Moinard, Yves and Rolland, Raymond
Characterizations of preferential entailments
, INRIA, Research Report RR-3928, IRISA, Publication Interne 1326 , Rennes, France , apr , 2000 , Document

Abstract A preferential entailment is defined by a binary relation, or ``preference relation\'\'. This relation may be among interpretations, or sets of interpretations, or among ``states\'\' which are ``copies\'\' of interpretations or of sets of interpretations. This provides four kinds of preferential entailments. The paper deals mainly with propositional logic, however it describes also the situation in first order logic. For instance, the third notion presented above can be seen as a way to simulate the main aspects of the simplest first notion when it is defined in the predicate calculus, while staying in the propositional calculus.
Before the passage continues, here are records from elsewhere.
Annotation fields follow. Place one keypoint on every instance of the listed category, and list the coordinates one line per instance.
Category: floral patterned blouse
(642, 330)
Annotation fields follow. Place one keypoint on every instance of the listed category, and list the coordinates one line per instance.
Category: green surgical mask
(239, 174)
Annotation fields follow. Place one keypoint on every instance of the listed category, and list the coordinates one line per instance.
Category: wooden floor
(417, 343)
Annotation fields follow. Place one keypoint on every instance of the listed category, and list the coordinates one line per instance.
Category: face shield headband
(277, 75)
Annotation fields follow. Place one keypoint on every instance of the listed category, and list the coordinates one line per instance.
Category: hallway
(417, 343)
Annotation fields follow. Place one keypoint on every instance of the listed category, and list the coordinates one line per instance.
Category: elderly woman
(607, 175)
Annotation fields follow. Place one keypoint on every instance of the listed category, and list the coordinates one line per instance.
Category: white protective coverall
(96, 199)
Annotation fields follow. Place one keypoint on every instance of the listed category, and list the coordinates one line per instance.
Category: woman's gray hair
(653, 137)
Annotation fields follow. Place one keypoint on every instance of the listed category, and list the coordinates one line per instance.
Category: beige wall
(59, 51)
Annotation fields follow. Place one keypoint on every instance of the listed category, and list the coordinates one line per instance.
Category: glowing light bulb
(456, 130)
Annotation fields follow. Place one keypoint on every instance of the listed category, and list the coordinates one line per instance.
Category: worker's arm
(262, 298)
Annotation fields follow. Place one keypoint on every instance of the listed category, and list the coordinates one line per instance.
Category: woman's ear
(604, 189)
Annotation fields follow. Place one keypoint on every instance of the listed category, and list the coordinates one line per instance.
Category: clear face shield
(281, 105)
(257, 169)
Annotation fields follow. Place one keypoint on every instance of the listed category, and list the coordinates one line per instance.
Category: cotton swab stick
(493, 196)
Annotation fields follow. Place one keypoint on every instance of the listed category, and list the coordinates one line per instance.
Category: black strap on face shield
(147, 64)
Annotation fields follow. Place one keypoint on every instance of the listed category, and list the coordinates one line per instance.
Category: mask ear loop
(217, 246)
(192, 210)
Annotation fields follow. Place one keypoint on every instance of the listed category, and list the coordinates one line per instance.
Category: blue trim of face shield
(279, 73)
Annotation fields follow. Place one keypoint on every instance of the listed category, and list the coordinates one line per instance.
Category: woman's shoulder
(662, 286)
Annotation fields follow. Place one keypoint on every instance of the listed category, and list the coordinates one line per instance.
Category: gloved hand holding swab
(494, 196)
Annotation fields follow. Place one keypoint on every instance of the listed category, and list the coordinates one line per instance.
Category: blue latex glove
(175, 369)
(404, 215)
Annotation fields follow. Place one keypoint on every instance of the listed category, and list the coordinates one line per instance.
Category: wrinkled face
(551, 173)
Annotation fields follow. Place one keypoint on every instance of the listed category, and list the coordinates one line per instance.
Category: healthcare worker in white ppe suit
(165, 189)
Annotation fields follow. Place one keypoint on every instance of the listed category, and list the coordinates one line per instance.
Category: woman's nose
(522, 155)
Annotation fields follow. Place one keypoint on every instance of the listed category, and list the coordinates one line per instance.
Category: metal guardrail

Indeed, the third notion allows as many copies of interpretations as we want for a complete theory, even in the propositional calculus, and this is precisely what happens in the predicate calculus. What we do here is to provide a characterization result for these four kinds of preferential entailments. We choose properties as simple and natural as possible, and sometimes we provide various characterizations for the same notion. It appears that the apparently most complicated notion possesses by far the simplest characterization result. A by-product of our results is that the fourth notion is equivalent to the second notion: we may define directly the relation among sets of interpretations, eliminating the need for ``states\'\' in this case.